Rettig stopped the cruiser, puzzled by the crowd that filled the main street. He saw cars and trucks stopped, drivers getting out, people on the sidewalk pointing, others coming from the side streets, from Sunday brunch in restaurants. He was stepping from the cruiser, putting on his hat, and with his hand near his revolver, he moved forward. What the hell was this about? He'd seen so many bad things in the last few days that he had no idea what worse could happen. And this morning. Word had gotten around so fast that even for a small town it was startling. People in a panic, leaving town or gathered in small groups and talking wildly. He had seen three traffic jams this morning, forced to waste time clearing them. He'd shot a frenzied dog, had helped its bleeding owner to a doctor. He had found a mangled woman by a laundromat. But now a mob that filled the street. He didn't like where this was heading.

Weak from lack of sleep and scared because the town would shortly be in chaos, worried for his family, he had phoned his sister down in Denver to make arrangements for his wife and daughter to go there. They were packing right now, and he knew that many others had made plans to leave the town as well.

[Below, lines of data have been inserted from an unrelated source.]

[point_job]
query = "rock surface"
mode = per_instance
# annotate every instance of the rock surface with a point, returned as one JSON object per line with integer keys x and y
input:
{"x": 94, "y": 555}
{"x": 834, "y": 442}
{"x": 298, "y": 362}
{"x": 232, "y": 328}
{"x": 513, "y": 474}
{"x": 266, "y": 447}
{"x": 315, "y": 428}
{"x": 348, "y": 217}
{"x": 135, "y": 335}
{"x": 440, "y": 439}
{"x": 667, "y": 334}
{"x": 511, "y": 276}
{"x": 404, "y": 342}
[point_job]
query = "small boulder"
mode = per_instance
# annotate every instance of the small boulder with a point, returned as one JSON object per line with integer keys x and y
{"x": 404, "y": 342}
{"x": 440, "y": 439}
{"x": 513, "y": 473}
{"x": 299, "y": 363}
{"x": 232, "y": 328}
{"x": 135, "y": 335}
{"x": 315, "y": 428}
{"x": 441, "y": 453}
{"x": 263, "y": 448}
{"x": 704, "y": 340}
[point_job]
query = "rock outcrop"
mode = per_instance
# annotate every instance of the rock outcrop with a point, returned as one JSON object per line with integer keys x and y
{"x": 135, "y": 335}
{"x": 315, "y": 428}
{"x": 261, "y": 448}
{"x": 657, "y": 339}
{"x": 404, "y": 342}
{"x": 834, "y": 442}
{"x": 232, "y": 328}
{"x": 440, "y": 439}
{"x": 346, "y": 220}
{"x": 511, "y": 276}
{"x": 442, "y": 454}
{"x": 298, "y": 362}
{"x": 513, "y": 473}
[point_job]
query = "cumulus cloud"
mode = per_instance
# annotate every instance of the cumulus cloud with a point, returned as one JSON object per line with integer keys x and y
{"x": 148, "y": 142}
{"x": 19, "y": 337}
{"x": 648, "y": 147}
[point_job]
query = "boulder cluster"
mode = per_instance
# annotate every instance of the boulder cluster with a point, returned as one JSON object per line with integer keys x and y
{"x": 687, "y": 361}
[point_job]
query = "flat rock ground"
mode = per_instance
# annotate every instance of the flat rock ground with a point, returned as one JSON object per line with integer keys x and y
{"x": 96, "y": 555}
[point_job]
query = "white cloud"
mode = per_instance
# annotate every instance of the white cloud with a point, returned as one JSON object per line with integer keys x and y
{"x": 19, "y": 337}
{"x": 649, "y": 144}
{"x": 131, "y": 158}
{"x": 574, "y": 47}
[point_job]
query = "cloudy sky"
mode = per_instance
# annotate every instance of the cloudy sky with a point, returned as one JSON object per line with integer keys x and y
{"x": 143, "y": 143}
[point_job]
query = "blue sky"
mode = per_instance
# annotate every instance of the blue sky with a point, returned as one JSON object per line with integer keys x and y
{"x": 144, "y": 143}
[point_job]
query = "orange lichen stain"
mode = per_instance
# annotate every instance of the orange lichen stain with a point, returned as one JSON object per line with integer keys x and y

But all the same, he thought he knew what to expect- more of this but surely nothing worse. Yet even as he walked up to the crowd to part it, he was sensing something that was far beyond his knowledge, something that when he reached out to shift the crowd would show him some dark final truth that ever after would change everything.

He heard the words but didn't understand them, couldn't make them out, a snarled fog-throated muttering. He pushed on through the crowd and stopped and stared, and it must once have been a person, but its trunk was cloaked with furs. Its arms and legs were bloody. It was snarling, drooling, jerking, its hair down to its waist and falling all around it, a beard down to its stomach, its face dark from dirt and scabs, and bugs were crawling on it as it leered up, blinking. "Own oom," it was choking. Rettig didn't understand the sounds. He stumbled back against the crowd, his heart beating faster. Then he understood the choking, rasping, barking. "Throne room," it repeated. "Throne room, throne room, throne room."

SEVEN

They were standing in the hallway, staring through the window at the figure on the bed in there. The figure wore a gown now, the collar of it showing just above the sheet that covered him. His beard was trimmed, his hair was cut, an intravenous bottle hung beside him, leading to the needle in his arm. Although he was unconscious, straps restrained him.

"Do you recognize him?" Slaughter asked.

Lucas Wheeler concentrated. "I'm not certain. It's been lots of years. I mean, I doubt many people could identify me after so long. How can I be certain about him?"

"But is there anything at all familiar?"

"Oh, a little. That thin nose and mouth. The thing is, I knew several people like that, but the commune had a couple hundred members, and I wasn't up there long enough to meet them all. Plus, no one was as gaunt as he is. Let's say he was twenty back then. Now he'd be forty-three. A man can change a lot in that time.

Slaughter glanced at Dunlap. Then he scratched his wrinkled brow and turned to Lucas once again. "Well, would it help if you were closer to him?"

"I don't think I want that."

"He's unconscious. Those straps are secure. He isn't any threat to you."

"I know that. But you have to understand how much that commune scared me."

Slaughter narrowed his gaze. "What do you mean?"

"Look, I never said this back in nineteen-seventy, but when my father came to get me, I'd been praying all along for something like that. I was scared I'd never get away from there. When that policeman found me in the ditch for the latrine, I wasn't hiding from him. It was Quiller I was hiding from."